A Macquarie spokeswoman declined to comment on the bank’s moves in the mortgage sector.
Macquarie’s share in mortgages for investment purposes jumped 25 percent in the three months to July alone, although that still only accounts for 1.1 percent of the overall investor mortgage market, UBS analysts have calculated.
Its push comes as Macquarie diversifies away from investment banking into less riskier areas, and is seen as smart use of capital when return on equity from the mortgage market is high. The investment bank also has more liquidity, giving it a strong base to fund home loans.
Other firms too are delving deeper into Australia’s home loans market, including mortgage group Yellow Brick Road Holdings Ltd (YBR.AX), 14.9 percent-owned by Macquarie, and the Australian arms of ING Groep NV ING.AS and Citigroup Inc (C.N).

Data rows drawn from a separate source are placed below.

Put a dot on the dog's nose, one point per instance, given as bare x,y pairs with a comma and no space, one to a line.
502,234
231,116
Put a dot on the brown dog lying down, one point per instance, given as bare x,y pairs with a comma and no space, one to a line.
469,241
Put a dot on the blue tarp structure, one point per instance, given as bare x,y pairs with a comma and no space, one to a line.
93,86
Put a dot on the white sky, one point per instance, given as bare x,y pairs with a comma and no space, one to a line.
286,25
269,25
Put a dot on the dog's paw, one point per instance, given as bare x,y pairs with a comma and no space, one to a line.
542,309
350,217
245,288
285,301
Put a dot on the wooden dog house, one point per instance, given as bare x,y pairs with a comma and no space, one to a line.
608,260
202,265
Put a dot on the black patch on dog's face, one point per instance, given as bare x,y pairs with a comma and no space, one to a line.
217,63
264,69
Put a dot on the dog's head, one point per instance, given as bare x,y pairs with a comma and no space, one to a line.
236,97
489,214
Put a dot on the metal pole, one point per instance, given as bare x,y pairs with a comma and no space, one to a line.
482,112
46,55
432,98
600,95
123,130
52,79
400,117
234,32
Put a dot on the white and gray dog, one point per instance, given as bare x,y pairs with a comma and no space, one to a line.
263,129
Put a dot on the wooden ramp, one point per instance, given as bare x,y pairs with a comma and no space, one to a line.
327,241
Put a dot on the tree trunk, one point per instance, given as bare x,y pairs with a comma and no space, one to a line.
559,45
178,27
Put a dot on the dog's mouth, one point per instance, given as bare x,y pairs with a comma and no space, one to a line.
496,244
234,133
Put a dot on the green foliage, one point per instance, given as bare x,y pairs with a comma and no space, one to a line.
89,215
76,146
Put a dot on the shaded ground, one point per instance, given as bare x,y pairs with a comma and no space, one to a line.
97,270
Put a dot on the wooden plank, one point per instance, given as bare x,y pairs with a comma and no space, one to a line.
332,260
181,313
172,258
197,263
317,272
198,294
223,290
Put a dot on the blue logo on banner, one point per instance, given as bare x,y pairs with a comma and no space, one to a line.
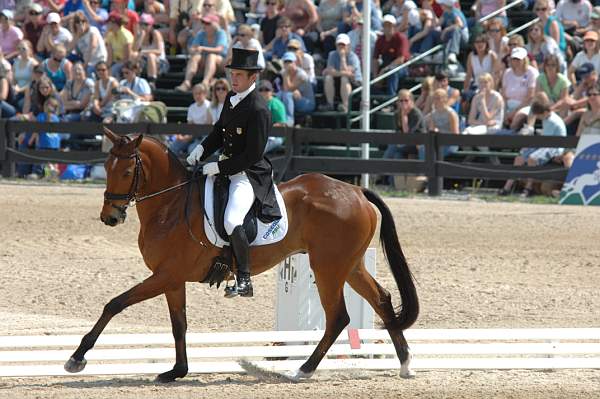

To raise more funds to lend to home buyers, those smaller lenders are now securitizing mortgages in a market which came to a halt just a few years ago after the global financial crisis spooked investors and lifted the cost of funding to exorbitant levels.
While funding costs are still significantly more expensive than in 2006 before the crisis, they have sufficiently fallen from the peak to allow small lenders to take a crack at the Big Four’s stranglehold of the home loans market.

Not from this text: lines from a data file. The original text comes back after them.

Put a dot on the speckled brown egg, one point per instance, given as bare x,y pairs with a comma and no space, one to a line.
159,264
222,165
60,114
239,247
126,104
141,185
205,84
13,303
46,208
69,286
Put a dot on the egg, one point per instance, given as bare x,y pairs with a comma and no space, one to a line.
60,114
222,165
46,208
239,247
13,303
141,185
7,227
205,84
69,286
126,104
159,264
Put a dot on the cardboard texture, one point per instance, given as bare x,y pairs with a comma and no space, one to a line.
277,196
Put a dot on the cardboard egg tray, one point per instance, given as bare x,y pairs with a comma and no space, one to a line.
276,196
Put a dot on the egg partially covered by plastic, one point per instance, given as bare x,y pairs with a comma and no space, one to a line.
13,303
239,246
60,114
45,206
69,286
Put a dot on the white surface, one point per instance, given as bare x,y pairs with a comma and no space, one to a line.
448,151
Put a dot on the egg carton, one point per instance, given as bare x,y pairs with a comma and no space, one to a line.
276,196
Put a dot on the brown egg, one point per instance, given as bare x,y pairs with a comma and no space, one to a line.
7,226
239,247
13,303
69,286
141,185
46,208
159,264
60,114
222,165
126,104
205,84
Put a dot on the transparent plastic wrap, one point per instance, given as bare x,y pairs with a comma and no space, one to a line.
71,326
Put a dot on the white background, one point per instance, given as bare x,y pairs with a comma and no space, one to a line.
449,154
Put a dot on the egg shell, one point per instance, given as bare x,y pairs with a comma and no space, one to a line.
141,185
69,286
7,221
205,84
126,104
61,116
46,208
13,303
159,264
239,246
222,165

The Big Four haven’t always had such dominance. Before the crisis, smaller lenders had 30 percent of the market. They included Australian regional banks such as St George Bank, Suncorp Metway and Adelaide Bendigo Bank, and non-bank lenders like Resimac RSMAC.UL and FirstMac.
Australian arms of international lending institutions were also part of the group, with Citi and ING able to gain a solid presence even without the brand recognition in the country that Macquarie enjoys.

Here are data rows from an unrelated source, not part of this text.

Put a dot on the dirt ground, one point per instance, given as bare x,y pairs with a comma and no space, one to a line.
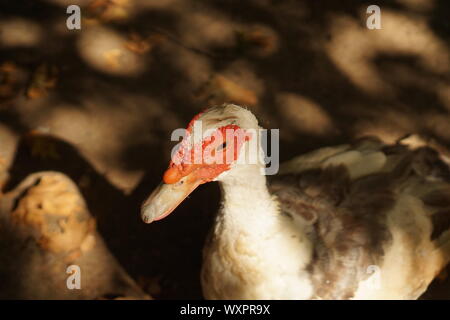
99,104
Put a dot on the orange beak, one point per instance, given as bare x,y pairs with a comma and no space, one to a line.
169,194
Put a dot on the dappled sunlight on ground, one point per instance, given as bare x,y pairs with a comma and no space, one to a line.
109,95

Talk that Australia’s housing market is in a bubble has intensified with a spike in an index for home prices in the country’s major cities to an unprecedented high as well as close to record auction clearances in parts of Sydney.
Financial authorities have sought to quash such talk, with the central bank calling it “unrealistically alarmist”. But the fears themselves are real and the banks’ earnings over the next two weeks will be scrutinized for any hints as to the health of the mortgage market.
ANZ, Commonwealth Bank, NAB and Westpac are on track to report an 8.5 percent rise in combined full-year cash earnings to A$27.1 billion.
Any shifts in home loan market share for individual banks are also set to go under the microscope, with analysts citing commentary on mortgage demand and pricing from the banks as drivers for share prices.
Australian mortgages represent 61 percent of gross loans and advances for Westpac, 60 percent for Commonwealth Bank, 45 percent for NAB and 42 percent for ANZ, according to figures from UBS.
Westpac may be of particular interest after it experienced slower growth in its domestic mortgage book of 3.8 percent in the 12 months to the end of August, compared to the banking industry average of 5.1 percent.
It reports on November 4 and is expected to post annual cash earnings, which exclude one-off and non-cash items, of A$7.1 billion, up 7.6 percent on the year before, according to an average of estimates from three analysts polled by Reuters.
ANZ reports on October 29 and is projected to book a 9.8 percent rise in full-year cash earnings of A$6.4 billion. NAB is expected to post a 6.8 percent rise in annual cash earnings to A$5.8 billion on October 31.
Commonwealth Bank, the nation’s biggest lender by market value, is expected to report first-quarter cash profit on November 6 of around A$2.15 billion, up from A$1.85 billion from a year earlier, Morningstar analyst David Ellis has projected.
It reported full-year cash profit of A$7.82 billion in August.
Two analysts surveyed by Reuters expect Macquarie, which reports on November 1, to log first-half net profit of A$475 million, up 32 percent from a year earlier.